The demand for top-quality professionals across a number of sectors will remain high in 2007, said Washington area recruiters, as companies gear up to expand their staffs in a region with an exceptionally low unemployment rate.
Companies across the region plan to hire more workers in a number of departments this year, according to a survey by HireStrategy, a Reston-based staffing firm. The firm surveys dozens of its clients each year to take the pulse of the job market. This year’s survey saw a slight uptick in hiring plans, with companies planning to expand their sales staffs by 12 percent to 15 percent and their technology workers by 8 percent to 10 percent. Accounting and finance departments are expecting to grow by between 6 percent and 8 percent.
But those projections may be hard to fulfill in a job market where the unemployment rate is unusually low. The Washington region’s 3.5 percent unemployment rate is a full percentage point below the nation’s and Northern Virginia hovers just above 2 percent.
“There’s a real gap, a shortage [of quality employees],” said Paul Villella, president and CEO of HireStrategy. “[The region] has a very strong labor pool … but the bad news for employers is the companies are so successful, they’ve saturated the labor pool.”
Particularly hot areas in Washington include financial services, health care and, as always, technology, said Nels Olsen, who heads up the Washington office of global recruiting firm Korn/Ferry International.
But while overall the job market should remain tight, companies that focus on federal contracting may not need to expand in 2007. The influx of federal spending post-Sept. 11 pumped billions of dollars into many local companies, but an anticipated slowdown in new contracts could translate into a slow down in hiring.

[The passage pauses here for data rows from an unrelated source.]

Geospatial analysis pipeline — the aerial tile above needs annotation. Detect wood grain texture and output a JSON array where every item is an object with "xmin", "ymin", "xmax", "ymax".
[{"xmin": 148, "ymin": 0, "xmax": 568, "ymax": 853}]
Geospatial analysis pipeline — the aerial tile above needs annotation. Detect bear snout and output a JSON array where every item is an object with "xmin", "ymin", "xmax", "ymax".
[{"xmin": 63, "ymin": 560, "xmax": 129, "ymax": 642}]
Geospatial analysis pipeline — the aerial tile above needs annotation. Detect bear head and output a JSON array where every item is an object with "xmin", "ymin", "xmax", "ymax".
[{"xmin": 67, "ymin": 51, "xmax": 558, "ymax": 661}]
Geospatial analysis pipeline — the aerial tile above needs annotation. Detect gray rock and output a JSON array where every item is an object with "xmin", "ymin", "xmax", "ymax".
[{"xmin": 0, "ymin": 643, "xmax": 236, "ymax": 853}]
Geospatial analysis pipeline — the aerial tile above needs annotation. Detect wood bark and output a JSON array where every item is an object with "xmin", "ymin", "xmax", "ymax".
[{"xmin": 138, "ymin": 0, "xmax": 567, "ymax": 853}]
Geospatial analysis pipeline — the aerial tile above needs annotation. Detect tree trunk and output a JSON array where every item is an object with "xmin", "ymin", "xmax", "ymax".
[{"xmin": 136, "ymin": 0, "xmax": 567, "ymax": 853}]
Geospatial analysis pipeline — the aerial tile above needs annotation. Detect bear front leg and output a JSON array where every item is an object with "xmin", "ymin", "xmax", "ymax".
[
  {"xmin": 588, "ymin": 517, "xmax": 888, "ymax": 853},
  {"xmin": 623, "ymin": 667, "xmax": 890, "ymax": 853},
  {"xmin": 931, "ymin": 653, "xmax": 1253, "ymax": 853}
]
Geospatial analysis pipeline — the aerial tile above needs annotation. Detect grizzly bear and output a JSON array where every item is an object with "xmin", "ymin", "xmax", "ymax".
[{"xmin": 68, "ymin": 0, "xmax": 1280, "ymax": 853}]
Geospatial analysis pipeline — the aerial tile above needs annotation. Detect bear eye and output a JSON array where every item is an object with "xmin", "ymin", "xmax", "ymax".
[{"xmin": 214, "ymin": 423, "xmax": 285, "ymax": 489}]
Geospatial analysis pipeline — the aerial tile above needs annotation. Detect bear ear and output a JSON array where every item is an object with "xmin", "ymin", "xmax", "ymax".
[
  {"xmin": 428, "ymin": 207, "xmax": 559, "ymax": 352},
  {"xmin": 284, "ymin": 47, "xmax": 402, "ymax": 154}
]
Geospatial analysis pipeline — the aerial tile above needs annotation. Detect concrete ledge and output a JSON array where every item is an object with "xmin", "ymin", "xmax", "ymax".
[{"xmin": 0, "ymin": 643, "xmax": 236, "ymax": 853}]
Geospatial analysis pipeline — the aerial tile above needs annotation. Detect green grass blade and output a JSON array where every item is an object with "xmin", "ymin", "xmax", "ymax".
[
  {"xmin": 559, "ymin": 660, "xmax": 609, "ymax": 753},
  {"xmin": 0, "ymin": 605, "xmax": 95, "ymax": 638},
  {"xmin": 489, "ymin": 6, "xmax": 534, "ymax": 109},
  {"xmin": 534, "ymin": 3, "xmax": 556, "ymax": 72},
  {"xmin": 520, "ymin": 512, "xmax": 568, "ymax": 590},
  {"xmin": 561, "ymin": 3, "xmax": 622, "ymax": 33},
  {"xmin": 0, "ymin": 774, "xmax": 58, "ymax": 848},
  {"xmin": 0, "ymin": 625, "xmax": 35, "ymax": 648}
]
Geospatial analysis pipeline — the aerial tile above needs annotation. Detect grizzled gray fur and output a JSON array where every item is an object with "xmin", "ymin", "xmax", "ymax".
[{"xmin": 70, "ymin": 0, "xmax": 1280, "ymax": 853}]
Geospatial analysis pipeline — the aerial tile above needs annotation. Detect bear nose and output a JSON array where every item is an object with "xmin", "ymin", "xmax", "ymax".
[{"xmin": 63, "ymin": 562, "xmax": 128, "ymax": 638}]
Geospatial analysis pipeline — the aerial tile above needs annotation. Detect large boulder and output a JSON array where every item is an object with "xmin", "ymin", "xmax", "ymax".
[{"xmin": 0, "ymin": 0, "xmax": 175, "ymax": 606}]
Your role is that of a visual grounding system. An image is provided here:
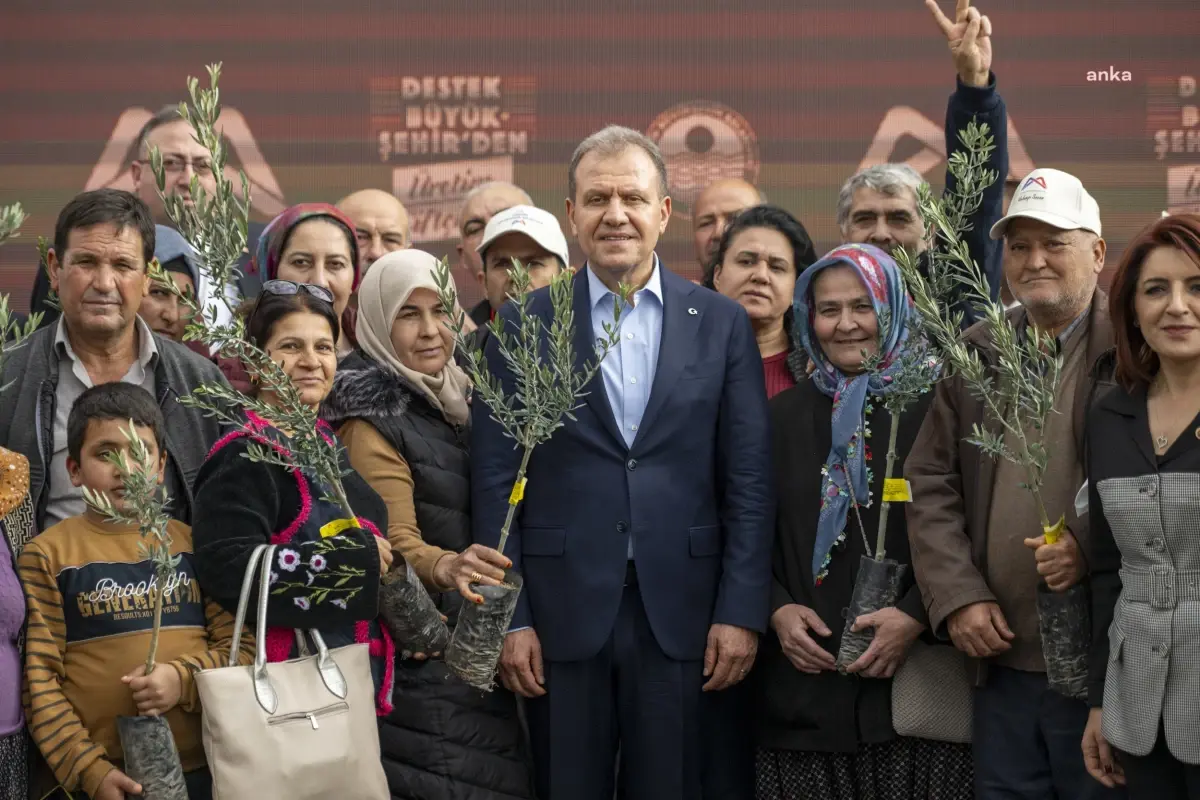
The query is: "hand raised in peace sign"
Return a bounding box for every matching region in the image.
[925,0,991,89]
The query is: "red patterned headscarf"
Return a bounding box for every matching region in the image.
[251,203,362,291]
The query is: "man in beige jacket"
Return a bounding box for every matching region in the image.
[905,169,1121,800]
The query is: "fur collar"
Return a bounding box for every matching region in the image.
[320,360,419,426]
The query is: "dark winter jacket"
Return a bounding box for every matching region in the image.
[323,354,533,800]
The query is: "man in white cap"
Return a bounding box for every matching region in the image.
[905,169,1123,800]
[476,205,571,347]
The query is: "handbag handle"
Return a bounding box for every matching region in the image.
[229,545,349,714]
[229,545,271,667]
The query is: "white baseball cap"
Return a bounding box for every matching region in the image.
[991,169,1100,239]
[475,205,571,269]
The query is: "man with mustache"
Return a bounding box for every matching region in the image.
[905,169,1123,800]
[456,181,533,327]
[29,106,263,327]
[470,126,774,800]
[0,188,224,530]
[337,188,413,275]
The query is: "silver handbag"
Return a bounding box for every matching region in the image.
[196,545,390,800]
[892,639,974,745]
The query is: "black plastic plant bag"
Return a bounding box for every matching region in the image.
[445,571,524,692]
[836,555,906,673]
[1037,583,1092,699]
[379,561,450,656]
[116,716,187,800]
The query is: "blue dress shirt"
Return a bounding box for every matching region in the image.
[584,260,662,558]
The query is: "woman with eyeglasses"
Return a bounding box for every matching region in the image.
[218,203,361,391]
[192,281,392,714]
[323,249,533,800]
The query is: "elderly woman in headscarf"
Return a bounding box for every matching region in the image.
[756,245,972,800]
[323,249,533,800]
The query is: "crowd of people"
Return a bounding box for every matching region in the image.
[0,0,1200,800]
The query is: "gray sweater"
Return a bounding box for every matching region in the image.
[0,325,226,530]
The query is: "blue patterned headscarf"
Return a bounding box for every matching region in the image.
[794,245,916,584]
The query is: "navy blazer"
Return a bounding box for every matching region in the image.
[470,262,775,661]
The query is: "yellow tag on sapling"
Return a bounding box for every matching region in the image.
[1042,515,1067,545]
[883,477,912,503]
[320,519,362,539]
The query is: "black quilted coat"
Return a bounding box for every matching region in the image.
[323,354,534,800]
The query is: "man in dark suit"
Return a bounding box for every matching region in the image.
[472,127,774,800]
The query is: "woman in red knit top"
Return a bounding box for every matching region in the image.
[710,205,817,397]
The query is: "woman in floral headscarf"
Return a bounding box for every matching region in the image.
[756,245,972,800]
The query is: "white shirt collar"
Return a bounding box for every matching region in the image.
[583,253,662,309]
[54,314,158,369]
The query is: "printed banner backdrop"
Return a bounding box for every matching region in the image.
[0,0,1200,309]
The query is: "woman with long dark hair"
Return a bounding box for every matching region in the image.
[192,279,392,714]
[708,205,817,397]
[1084,213,1200,800]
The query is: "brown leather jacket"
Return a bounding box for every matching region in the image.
[905,289,1112,652]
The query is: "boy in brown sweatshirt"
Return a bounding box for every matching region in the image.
[18,383,253,800]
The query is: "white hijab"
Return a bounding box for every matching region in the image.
[355,249,470,425]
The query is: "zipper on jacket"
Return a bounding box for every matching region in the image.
[266,700,350,730]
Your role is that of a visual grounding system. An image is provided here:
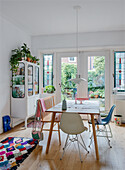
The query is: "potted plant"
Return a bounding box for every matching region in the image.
[89,93,95,98]
[10,43,39,73]
[94,91,99,98]
[32,56,39,65]
[21,43,31,62]
[44,85,56,93]
[10,48,22,73]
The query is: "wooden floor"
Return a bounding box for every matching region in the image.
[0,122,125,170]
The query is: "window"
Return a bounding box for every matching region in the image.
[43,54,53,87]
[114,51,125,92]
[68,57,76,62]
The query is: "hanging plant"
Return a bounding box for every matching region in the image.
[10,48,22,73]
[10,43,39,73]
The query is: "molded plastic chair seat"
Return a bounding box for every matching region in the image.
[60,113,89,162]
[89,105,116,148]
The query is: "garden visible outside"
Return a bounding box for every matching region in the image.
[61,56,105,111]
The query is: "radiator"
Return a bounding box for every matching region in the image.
[115,100,125,123]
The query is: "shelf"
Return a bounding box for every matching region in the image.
[13,84,25,86]
[13,75,25,78]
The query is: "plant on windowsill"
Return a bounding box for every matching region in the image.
[10,43,39,73]
[89,93,95,98]
[94,91,99,98]
[10,48,22,73]
[44,85,56,93]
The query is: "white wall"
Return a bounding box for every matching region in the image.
[0,17,31,133]
[31,31,125,55]
[31,31,125,113]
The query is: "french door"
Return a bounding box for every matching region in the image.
[56,52,88,103]
[54,51,110,109]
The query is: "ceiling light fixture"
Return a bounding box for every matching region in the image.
[68,5,87,84]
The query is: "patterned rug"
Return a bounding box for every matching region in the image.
[0,137,38,170]
[23,121,42,128]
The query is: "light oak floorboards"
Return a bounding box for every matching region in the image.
[0,122,125,170]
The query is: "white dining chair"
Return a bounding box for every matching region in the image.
[60,112,89,162]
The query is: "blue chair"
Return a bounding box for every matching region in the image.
[89,105,116,148]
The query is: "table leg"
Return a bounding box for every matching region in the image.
[91,115,99,160]
[46,113,56,154]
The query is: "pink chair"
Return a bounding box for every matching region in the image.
[75,96,90,132]
[37,96,61,145]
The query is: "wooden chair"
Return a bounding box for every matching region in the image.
[37,96,61,145]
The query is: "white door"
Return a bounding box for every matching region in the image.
[56,52,88,103]
[55,51,110,110]
[83,51,110,110]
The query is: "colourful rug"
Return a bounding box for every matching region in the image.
[0,137,38,170]
[23,121,42,128]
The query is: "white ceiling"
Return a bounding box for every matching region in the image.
[0,0,125,35]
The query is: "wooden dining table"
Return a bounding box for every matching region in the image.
[46,100,100,160]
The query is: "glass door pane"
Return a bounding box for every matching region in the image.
[35,66,39,94]
[88,56,105,111]
[43,54,53,87]
[12,63,25,98]
[28,65,33,96]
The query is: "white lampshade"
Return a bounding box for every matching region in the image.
[68,75,87,84]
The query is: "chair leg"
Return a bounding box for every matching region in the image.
[58,123,61,145]
[80,134,89,153]
[104,126,112,148]
[87,115,91,132]
[41,122,44,132]
[60,134,69,160]
[108,124,113,138]
[76,135,83,163]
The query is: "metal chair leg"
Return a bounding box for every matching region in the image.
[76,135,83,163]
[60,134,69,160]
[80,134,89,153]
[104,126,112,148]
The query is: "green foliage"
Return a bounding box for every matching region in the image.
[88,56,105,91]
[44,85,56,93]
[10,48,22,73]
[9,43,39,73]
[61,63,77,93]
[94,56,105,75]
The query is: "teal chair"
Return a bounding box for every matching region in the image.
[89,105,116,148]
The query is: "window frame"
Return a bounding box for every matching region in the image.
[43,54,53,87]
[114,51,125,93]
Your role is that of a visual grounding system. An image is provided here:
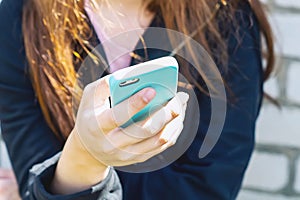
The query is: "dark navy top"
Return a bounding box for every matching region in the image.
[0,0,262,200]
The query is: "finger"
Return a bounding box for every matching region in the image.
[133,137,175,163]
[119,92,188,138]
[142,92,189,137]
[0,168,15,178]
[117,117,183,156]
[97,88,156,131]
[84,75,110,106]
[159,114,183,143]
[117,131,165,156]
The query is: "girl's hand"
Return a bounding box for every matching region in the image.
[0,168,21,200]
[52,77,188,194]
[74,78,188,166]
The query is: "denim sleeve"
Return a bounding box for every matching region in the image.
[23,153,122,200]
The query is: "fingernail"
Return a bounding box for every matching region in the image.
[178,92,189,104]
[142,88,156,103]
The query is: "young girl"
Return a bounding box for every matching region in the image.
[0,0,274,200]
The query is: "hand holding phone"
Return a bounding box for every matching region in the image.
[109,56,178,127]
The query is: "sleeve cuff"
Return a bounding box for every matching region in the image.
[26,153,122,200]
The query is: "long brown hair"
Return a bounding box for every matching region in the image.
[23,0,274,141]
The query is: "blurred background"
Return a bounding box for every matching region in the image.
[0,0,300,200]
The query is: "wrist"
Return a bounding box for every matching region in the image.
[51,130,109,194]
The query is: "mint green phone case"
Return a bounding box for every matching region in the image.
[109,66,178,128]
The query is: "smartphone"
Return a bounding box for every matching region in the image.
[109,56,179,127]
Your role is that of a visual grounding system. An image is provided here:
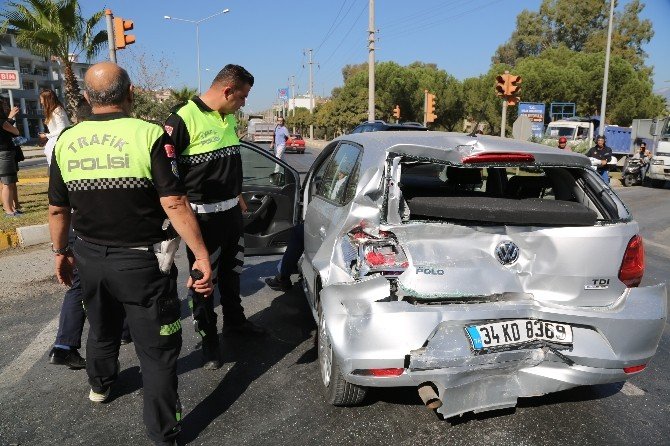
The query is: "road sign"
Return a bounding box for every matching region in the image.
[519,102,544,138]
[0,70,21,90]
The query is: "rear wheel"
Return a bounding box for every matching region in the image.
[317,300,367,406]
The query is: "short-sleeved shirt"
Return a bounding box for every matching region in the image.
[165,96,242,203]
[275,125,290,146]
[586,146,612,172]
[49,113,185,247]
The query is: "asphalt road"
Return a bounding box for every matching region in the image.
[0,145,670,446]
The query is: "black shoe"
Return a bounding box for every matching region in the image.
[49,347,86,370]
[265,276,293,291]
[202,335,221,370]
[221,320,268,336]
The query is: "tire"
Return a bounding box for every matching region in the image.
[316,301,368,406]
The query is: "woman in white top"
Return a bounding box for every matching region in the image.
[39,89,70,164]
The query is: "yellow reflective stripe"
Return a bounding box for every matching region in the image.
[159,320,181,336]
[177,101,240,156]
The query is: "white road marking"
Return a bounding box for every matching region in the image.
[621,381,646,396]
[0,317,58,388]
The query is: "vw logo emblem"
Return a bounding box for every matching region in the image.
[495,242,519,265]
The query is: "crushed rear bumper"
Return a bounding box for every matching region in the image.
[321,277,667,417]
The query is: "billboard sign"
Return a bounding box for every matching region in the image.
[0,70,21,90]
[519,102,545,138]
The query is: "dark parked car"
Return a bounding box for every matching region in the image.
[351,121,428,133]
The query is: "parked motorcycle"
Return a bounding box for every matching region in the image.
[621,155,646,187]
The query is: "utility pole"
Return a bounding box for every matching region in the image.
[289,74,295,133]
[307,49,314,139]
[598,0,614,136]
[105,9,116,63]
[368,0,375,121]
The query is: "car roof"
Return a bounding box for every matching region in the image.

“I think [the job market] is going to get a little bit looser,” said Gerald Gordon, president and CEO of the Fairfax County Economic Development Authority. “The reason it got so tight was because people were moving to the region [to work for defense-related companies].”
However, Gordon said workers are likely to simply shift their focus rather than leave the region.
“People tend to come here not just for a job, but for a career,” he said.